Yesterday marked the start of the third round of citizen comments and
voting.  The topics are varied but in each of the three rounds the "top
issue" proposed by the citizenry and voted to the top of the list is
basically the same issue.

Before we get to that issue I'd like to point out a few things:

in 2005 Forbes Magazine writes:
"Milton Friedman leads a list of more than 500 economists from around the
U.S. who today will publicly endorse a Harvard University economist's
report on the costs of () and the potential revenue gains from the U.S."

in 1995 Walter Cronkite, arguably the greatest newsman of the last
century, presented on the Discovery Channel a new idea:
"Well, it seems to this reporter that the time has come for President
Clinton to do what President Hoover did when () was tearing the nation
apart: appoint a bi-partisan commission of distinguished citizens () a
blue-ribbon panel to re-appraise our () policy right down to its very
core, a commission with full investigative authority and the prestige and
power to override bureaucratic concerns and political considerations.

Such a commission could help us focus our thinking, escape the cliches
of () in favor of scientific fact, and more rationally analyze the
real scope of the problem, answer the questions that bedevil us, and
present a comprehensive drug policy for the future.

   We cannot go into tomorrow with the same formulas that are failing
today. We must not blindly add to the body count and the terrible cost
of (), only to learn from another Robert McNamara 30 years from now
that what we've been doing is, "wrong, terribly wrong."

   Goodnight."


In July 2006 the BBC reported:
"[Professor David Nutt, a senior member of the Committee] The Science
Select Committee said the present system was based on historical
assumptions, not scientific assessment. BBC News has seen details of a
system devised by government advisers which was considered by former Home
Secretary Charles Clarke"

So what is "The Topic":

If you haven't figured it out by now, the topic at hand is the failed war
on drugs.  In each of these three forums held on Obama's Change.gov site
the top issue has been the same, often by a large margin (currently only
7%).  If the citizens, through their voting, truly want this issue
discussed why is nobody in today's major media even addressing it?

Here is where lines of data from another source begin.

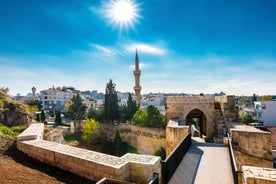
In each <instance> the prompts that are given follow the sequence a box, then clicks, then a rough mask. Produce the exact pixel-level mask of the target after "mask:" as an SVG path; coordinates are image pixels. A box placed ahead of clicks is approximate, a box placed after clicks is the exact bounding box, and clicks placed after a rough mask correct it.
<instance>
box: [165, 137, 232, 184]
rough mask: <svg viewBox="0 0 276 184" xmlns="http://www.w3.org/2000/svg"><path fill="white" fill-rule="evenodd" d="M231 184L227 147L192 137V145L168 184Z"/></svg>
mask: <svg viewBox="0 0 276 184" xmlns="http://www.w3.org/2000/svg"><path fill="white" fill-rule="evenodd" d="M193 183H194V184H233V183H234V181H233V175H232V170H231V163H230V156H229V150H228V147H225V146H224V145H222V144H214V143H204V142H201V139H200V138H196V137H193V138H192V145H191V147H190V149H189V150H188V152H187V153H186V155H185V156H184V158H183V160H182V161H181V163H180V165H179V166H178V168H177V169H176V171H175V173H174V175H173V176H172V178H171V180H170V182H169V184H193Z"/></svg>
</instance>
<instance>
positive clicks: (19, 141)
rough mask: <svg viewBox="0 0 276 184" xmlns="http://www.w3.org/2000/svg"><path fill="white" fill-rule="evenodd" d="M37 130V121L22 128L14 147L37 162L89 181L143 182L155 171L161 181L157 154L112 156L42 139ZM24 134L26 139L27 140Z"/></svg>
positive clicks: (160, 171) (144, 182)
mask: <svg viewBox="0 0 276 184" xmlns="http://www.w3.org/2000/svg"><path fill="white" fill-rule="evenodd" d="M42 125H43V124H42ZM40 131H41V126H37V125H31V126H30V127H29V128H28V129H26V130H25V131H24V132H23V133H22V134H20V135H19V136H18V137H19V138H18V142H17V147H18V149H19V150H20V151H22V152H24V153H26V154H27V155H29V156H30V157H32V158H35V159H37V160H40V161H41V162H44V163H47V164H50V165H53V166H57V167H60V168H62V169H64V170H68V171H71V172H73V173H76V174H78V175H81V176H83V177H86V178H88V179H91V180H93V181H98V180H101V179H102V178H104V177H106V178H111V179H119V180H123V181H130V182H135V183H147V182H149V180H150V179H151V178H152V176H153V173H158V174H159V177H160V180H159V181H160V182H161V164H160V160H161V158H160V157H156V156H151V155H138V154H126V155H124V156H122V157H116V156H112V155H107V154H103V153H99V152H95V151H90V150H86V149H81V148H76V147H72V146H68V145H63V144H59V143H56V142H50V141H45V140H42V139H41V136H40V135H41V132H40ZM28 134H30V135H28ZM35 134H36V136H35ZM42 137H43V128H42ZM28 138H30V140H27V139H28Z"/></svg>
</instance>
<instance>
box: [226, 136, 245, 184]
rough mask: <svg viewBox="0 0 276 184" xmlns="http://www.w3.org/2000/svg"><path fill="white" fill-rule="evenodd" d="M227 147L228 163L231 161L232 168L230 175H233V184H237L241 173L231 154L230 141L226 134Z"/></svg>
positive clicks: (229, 138) (232, 147)
mask: <svg viewBox="0 0 276 184" xmlns="http://www.w3.org/2000/svg"><path fill="white" fill-rule="evenodd" d="M228 147H229V154H230V161H231V166H232V174H233V179H234V184H238V183H239V174H241V173H242V171H239V170H238V168H237V164H236V160H235V156H234V152H233V147H232V139H231V137H230V135H229V133H228Z"/></svg>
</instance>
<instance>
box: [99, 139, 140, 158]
mask: <svg viewBox="0 0 276 184" xmlns="http://www.w3.org/2000/svg"><path fill="white" fill-rule="evenodd" d="M101 151H102V153H105V154H109V155H114V156H123V155H125V154H126V153H138V151H137V149H136V148H135V147H133V146H131V145H129V144H128V143H126V142H121V144H120V148H119V149H117V146H116V144H115V143H114V142H113V141H107V142H105V143H104V144H103V146H102V149H101Z"/></svg>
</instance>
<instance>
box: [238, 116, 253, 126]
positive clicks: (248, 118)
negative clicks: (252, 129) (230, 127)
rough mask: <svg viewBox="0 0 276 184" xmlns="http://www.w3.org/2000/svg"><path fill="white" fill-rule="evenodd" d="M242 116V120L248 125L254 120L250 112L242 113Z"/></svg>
mask: <svg viewBox="0 0 276 184" xmlns="http://www.w3.org/2000/svg"><path fill="white" fill-rule="evenodd" d="M240 118H241V122H242V123H244V124H246V125H248V124H249V123H252V122H254V120H253V118H252V116H250V115H248V114H246V115H241V116H240Z"/></svg>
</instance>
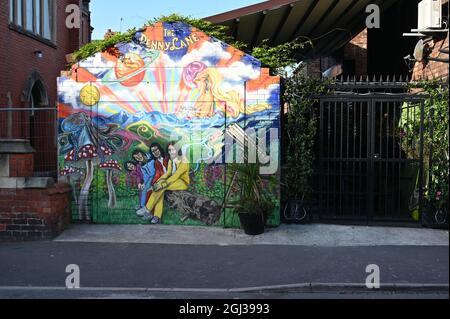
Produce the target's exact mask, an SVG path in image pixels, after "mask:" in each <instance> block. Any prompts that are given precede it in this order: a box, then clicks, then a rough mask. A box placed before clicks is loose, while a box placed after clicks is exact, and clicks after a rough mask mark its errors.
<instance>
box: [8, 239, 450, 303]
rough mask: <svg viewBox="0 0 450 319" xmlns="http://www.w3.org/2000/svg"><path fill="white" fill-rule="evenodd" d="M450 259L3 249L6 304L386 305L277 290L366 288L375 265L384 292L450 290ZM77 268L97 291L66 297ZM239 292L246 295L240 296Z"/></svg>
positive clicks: (406, 251) (65, 247)
mask: <svg viewBox="0 0 450 319" xmlns="http://www.w3.org/2000/svg"><path fill="white" fill-rule="evenodd" d="M448 256H449V250H448V247H445V246H439V247H434V246H431V247H417V246H377V247H310V246H308V247H305V246H227V247H221V246H184V245H156V244H99V243H56V242H37V243H3V244H0V297H3V298H16V297H17V298H28V297H29V298H36V297H42V298H47V297H48V298H54V297H55V296H59V297H61V298H78V297H81V298H90V297H92V298H115V296H117V297H118V298H123V297H126V296H128V297H131V298H133V296H134V297H139V298H150V299H151V298H187V297H189V296H193V297H194V298H195V296H198V297H199V298H203V297H202V296H208V298H210V297H212V298H215V297H217V298H228V297H233V298H235V297H238V298H247V297H251V298H309V297H311V298H327V297H330V298H333V296H339V298H341V297H342V298H353V297H355V296H357V295H358V294H360V295H361V296H364V297H365V298H378V297H377V293H373V292H370V293H369V295H367V293H366V292H365V291H356V292H349V291H346V292H347V294H342V291H315V292H312V293H311V292H310V291H308V290H307V289H295V288H292V289H288V290H287V291H286V289H284V290H283V289H281V290H280V289H278V291H275V288H274V287H280V285H281V287H283V286H285V285H294V284H304V285H305V284H306V285H307V284H311V283H312V284H317V283H326V284H327V285H330V286H333V285H335V284H336V285H339V284H341V285H342V284H361V285H364V283H365V281H366V277H367V275H368V274H367V273H366V267H367V265H369V264H376V265H378V266H379V267H380V279H381V286H382V288H383V285H386V286H387V285H392V284H394V285H399V286H401V285H406V286H408V285H415V286H416V287H420V285H440V286H442V285H448V278H449V258H448ZM69 264H76V265H78V266H79V268H80V283H81V288H91V290H87V291H77V292H75V293H74V291H66V290H64V289H65V282H66V277H67V276H68V275H69V274H68V273H66V266H67V265H69ZM31 287H34V288H31ZM253 287H263V288H261V289H258V288H256V289H253ZM324 287H325V286H324ZM92 288H95V289H94V290H92ZM110 288H130V289H131V290H129V291H127V290H120V289H115V290H114V289H112V290H111V289H110ZM136 288H140V290H136ZM102 289H103V290H102ZM174 289H175V290H174ZM229 289H231V290H233V289H234V290H235V291H231V292H230V291H228V290H229ZM236 289H237V290H239V289H241V290H242V291H240V292H239V293H237V291H236ZM246 289H247V290H246ZM248 289H250V290H248ZM252 289H253V290H252ZM379 293H381V294H382V295H383V296H385V297H386V296H389V297H392V298H395V297H398V296H401V295H402V294H405V295H407V296H410V297H411V298H422V297H426V296H428V297H432V298H434V297H439V296H440V297H443V298H448V291H447V292H445V291H442V289H440V290H439V291H433V290H432V289H431V290H428V291H424V292H420V291H409V292H408V291H394V292H379Z"/></svg>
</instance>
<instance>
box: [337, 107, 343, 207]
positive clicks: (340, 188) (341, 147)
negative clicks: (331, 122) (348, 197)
mask: <svg viewBox="0 0 450 319" xmlns="http://www.w3.org/2000/svg"><path fill="white" fill-rule="evenodd" d="M340 109H341V124H340V126H341V127H340V132H341V134H340V135H341V141H340V151H339V177H338V181H339V214H340V215H341V216H343V215H344V211H343V208H342V197H343V187H342V180H343V176H342V165H343V154H342V153H343V144H344V143H343V135H344V102H341V103H340Z"/></svg>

Change.gov "popular ideas"
http://tinyurl.com/99sou4


More links, the first might be an eye opener:

Proposed reclassification chart (BBC):
http://tinyurl.com/2y93pu

Reclassification plan (BBC):
http://tinyurl.com/mn2ka

Friedman & 500 top economists Support (Forbes Mag):
http://tinyurl.com/7vwe3h

Cronkite's Summary (drcnet.org):
http://tinyurl.com/9tonmt

Cronkite Video (you tube):
Part one of the 6 part video
http://tinyurl.com/86uru3



My rant:

Is it not obvious to every thinking person that resolving this prohibition
would reduce law enforcement costs dramatically?

Did you know that lobbying by DuPont, who held the patent on nylon rope,
helped destroy the market for hemp rope?

Did you know that farmers in America were required to grow help to support
the revolutionary war?

Did you know that Anslinger pushed for marijuana laws based on racial
issues?  (Only colored people smoked DOPE).

Why are the Dutch so much smarter than we?

Has anybody in the media even seen the citizens briefing book?